Kita's support of imperialism as a means to obtain socialist political structures, put him in contention with other socialists of his day. Japanese socialists, often pacifist in nature, strongly opposed the increasingly imperialist endeavours of the Japanese State. Kita on the other hand, was a big supporter of the Russo-Japanese war of 1904.

=== Kita's proposed solution ===
Kita finishes his book with a proposal for the reorganisation of the state. The first step was to initiate an economic revolution, removing the "economic aristocrats" who halted change as they gripped to pre-revolution ideals of state. Furthermore, Kita's solution to class struggle would be to introduce universal suffrage and enforce a system of election for representatives in the Diet.

Once domestic issues were resolved, then the state struggle of prestige and influence in the international community could be dealt with. Through a policy of imperialism, the socialist "world federation" could be established, ultimately a "socialist utopia." In order to achieve this utopia, however, Japan must "tire endlessly."

== Public reaction ==
Kita's book was rejected by almost every reputable publisher he approached. Many rejected due to the radical fascist ideology expressed, which directly opposed the ideology of their current government and thus endangered potential publishers. Others, such as the Heimin Shinbun, a socially inclined publishing house, rejected it on grounds of its sheer length (1000 pages). Kita's uncle, Homma Kazumatsu, eventually printed 500 copies of the manuscript on May 9, 1906. However, the home ministry of the Meiji Government had banned and removed all copies of Kita's book within 10 days of its publication. Kita only managed to successfully republish parts of Kokutairon over his lifetime. It was only published in its entirety in 1959 by Mizusu Shobo.

Despite its quick removal from the public domain, Kokutairon managed to elicit some response, though none in the way Kita envisaged. Chushichi Tsuzuki summarises the reaction: "His book was welcomed by advanced intellectuals of the day such as Katayama Sen, the prominent economist Fukuda Tokuzo, and Kawakami Hajime." Katayama Sen, as a pacifist socialist, disagreed with Kita's imperialist international approach, yet was otherwise impressed with his socialist perspectives, describing Kokutairon as "probably the greatest work among Japanese writings on socialism." It even elicited the support of prominent economic academics of his day (Fukuda Tokuzo and Kawakami Hajimie). These positive receptions were however halted by an awareness of the inevitable backlash from Meiji authorities, due to its provocative nature.
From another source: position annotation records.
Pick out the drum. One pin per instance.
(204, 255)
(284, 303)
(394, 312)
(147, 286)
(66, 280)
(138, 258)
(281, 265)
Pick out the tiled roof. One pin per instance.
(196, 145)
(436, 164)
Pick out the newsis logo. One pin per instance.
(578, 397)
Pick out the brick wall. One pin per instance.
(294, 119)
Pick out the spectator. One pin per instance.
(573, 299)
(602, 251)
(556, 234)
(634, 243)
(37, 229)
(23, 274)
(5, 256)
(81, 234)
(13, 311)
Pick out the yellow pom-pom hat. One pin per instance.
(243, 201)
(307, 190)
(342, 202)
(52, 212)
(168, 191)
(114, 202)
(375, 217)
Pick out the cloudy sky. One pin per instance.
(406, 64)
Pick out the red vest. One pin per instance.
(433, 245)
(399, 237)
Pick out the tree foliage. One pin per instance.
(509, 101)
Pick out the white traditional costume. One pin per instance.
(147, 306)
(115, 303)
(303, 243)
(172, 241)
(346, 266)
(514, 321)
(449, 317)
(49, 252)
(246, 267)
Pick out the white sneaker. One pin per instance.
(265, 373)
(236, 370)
In 1906 Kita was invited to the Kakumei Hyoronsha group (Revolutionary Review Society), a Japanese socialist group dedicated to encouraging social revolution in China. Tsuzuki suggests that this was a reaction to Kokutairon's publication.

Christopher Szpilman suggests that Kita had purposely filled Kokutairon with emotionally and politically provocative elements in order to evoke an extreme reaction. That it was a plot to gain the attention of Japanese authorities. He states, "Kita constantly had ensured the book would stir extreme emotions by deliberately filling it with insults against the imperial family and various prominent academics.” Szpilman then includes a recurrent phrase in Kita's book to justify his claim. Kita often described the Japanese people as "idiots who had their skulls smashed in by the single phrase bans nikkei (the imperial line unbroken for ages immemorial)"

Kokutairon is now used as evidence for historical investigation of Kita Ikki and his changing political ideologies, evolution of Japanese fascist political thought and of public opinion toward Meiji government.